As a result, streaming’s share of viewing time has increased from 46.5% to 55.9% in Q3 since 2021, while cable/satellite has fallen from 44.3% to 34.9%.
Gaming and over-the-air antenna (OTA) viewing shares have remained relatively consistent.
A month-by-month analysis of streaming’s share of viewership shows that it set a new record during the Q3 2023 summer months, when U.S. TV households spent 56% of their monthly view time streaming.
The growing number of cord cutters gets ample coverage, but Inscape reports that the numbers of consumers who still have cable or satellite services but have stopped watching them entirely is also rising -- increasing from 4% per quarter to 5.7% per quarter since Q4 2022, and averaging 4.4% per quarter.
In addition, “quiet quitters” — cable/satellite subscribers who have sharply reducing their viewing time on these services — are on the rise. Between Q3 2022 and Q3 2023, 11.9% cut their viewing time on those services by 75% or more, and 11.1% cut viewing time by between 50% and 74%.
Meanwhile, the average number of apps used per smart TV doubled, from 2.6 to 5.4, between Q4 2021 and this year’s third quarter.
Importantly, however, cable/satellite/OTA continue to own sports and news viewing, commanding 76.7% and 81.8% viewing shares, respectively, in Q3.
More specifically, those platforms accounted for 71.9% of NFL viewing, 71.3% of college football viewing, and 77.8% of viewing of the two Republican presidential candidates’ debates during the quarter.
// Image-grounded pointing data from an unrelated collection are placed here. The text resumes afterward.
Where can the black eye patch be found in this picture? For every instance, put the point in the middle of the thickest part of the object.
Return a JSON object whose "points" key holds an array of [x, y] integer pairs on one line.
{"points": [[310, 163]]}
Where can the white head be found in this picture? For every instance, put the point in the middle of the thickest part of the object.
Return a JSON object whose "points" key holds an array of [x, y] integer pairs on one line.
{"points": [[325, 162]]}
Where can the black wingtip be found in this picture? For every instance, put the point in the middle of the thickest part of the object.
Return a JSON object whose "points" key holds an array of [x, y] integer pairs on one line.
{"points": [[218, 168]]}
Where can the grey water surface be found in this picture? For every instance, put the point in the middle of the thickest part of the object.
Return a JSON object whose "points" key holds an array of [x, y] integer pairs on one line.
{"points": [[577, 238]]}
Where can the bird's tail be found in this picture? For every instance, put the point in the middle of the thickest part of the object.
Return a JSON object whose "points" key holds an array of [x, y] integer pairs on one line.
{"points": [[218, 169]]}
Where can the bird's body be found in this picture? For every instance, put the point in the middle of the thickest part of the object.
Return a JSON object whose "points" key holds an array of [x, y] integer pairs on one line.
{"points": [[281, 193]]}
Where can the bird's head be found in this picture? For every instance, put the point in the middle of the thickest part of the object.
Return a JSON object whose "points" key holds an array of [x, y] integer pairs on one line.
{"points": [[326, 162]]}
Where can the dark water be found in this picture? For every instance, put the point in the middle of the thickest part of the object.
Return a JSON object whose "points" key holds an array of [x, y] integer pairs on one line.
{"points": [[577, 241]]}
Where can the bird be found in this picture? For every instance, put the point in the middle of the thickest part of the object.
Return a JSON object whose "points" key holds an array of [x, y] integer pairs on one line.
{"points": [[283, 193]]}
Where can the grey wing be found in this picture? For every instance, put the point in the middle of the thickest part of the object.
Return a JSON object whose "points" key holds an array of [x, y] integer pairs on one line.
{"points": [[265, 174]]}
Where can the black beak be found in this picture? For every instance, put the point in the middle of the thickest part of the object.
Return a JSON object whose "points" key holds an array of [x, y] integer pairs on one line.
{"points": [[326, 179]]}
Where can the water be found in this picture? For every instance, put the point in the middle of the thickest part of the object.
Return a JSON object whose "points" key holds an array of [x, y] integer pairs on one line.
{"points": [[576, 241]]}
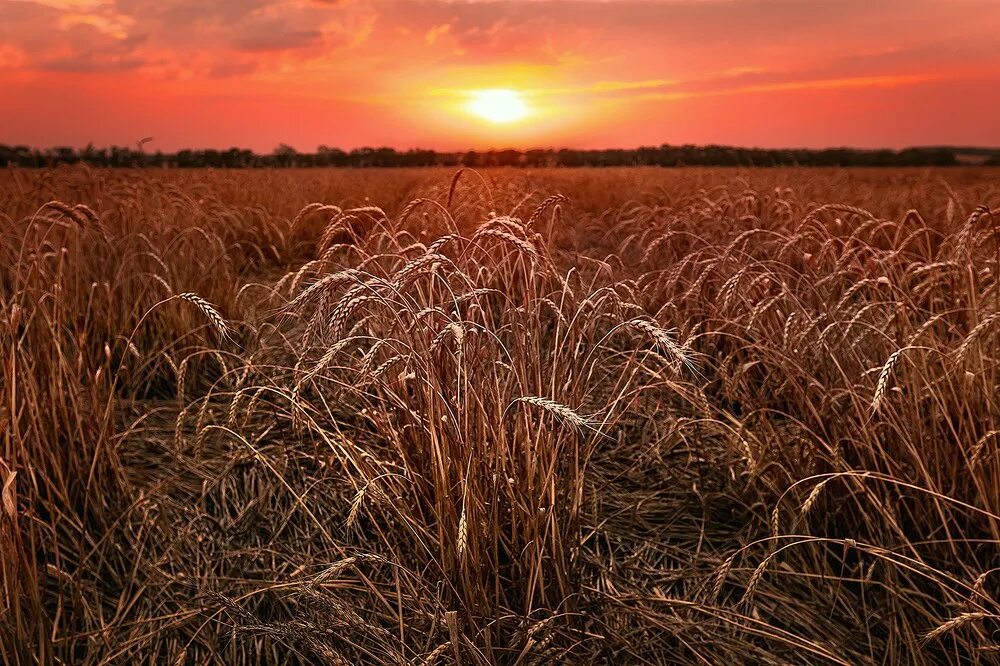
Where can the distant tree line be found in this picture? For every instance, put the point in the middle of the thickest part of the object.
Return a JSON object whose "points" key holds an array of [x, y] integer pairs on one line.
{"points": [[665, 155]]}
Of course, there is a higher percentage of streaming usage via more modern, recently purchsed ACR sets. Is that a surprise? Yet, streaming accounts for only 35-40% of the average viewer's total TV time on whatever sets---ACR or "Dumb"---- that people across the nation are using and for all homes including those without ACR sets.
Whistling in the dark, Ed.
Legacy channels have lost two-thirds of their value by your estimate.
Hi Douglas---good to hear from you directly.
As for whistling in the dark, data can be interpreted in many ways. For example, "legacy TV" has indeed lost share of viewing---it was once about 99%, now its only 50%. However, the base between those periods also changed. Then, an average person devoted only 3.5 hours per day to "TV", now---with much more content available---it's more like 4.5 hours and some sources place the figure a bit higher. Also, the number of commercials presented has greatly increased on linear TV so the GRP decline where advertiser "audience" tonnage is concerned is not as great as the average minute rating decline.
We just did an interesting analysis which will go out to our MDI Direct subscribers shortly. We took the pre-cable era (mid 1960s) , the cable at its high point era ( 2010 ) and the current situation, including streaming, and estimated how many commercials the average TV home adult resident not only watched per day but how many of these actually registered its message. Result: The pre-cable figure for message registration was around 17-18 per day. This rose to 32 about 15 years ago---before streaming made its mark but now it's declining --to 22--23----due to reduced attention rates, and viewing to ad-supported TV. So, yes, advertisers should be concerned---but you can't evaluate TV's "value" only by share of audience stats. It's much more complicated than that.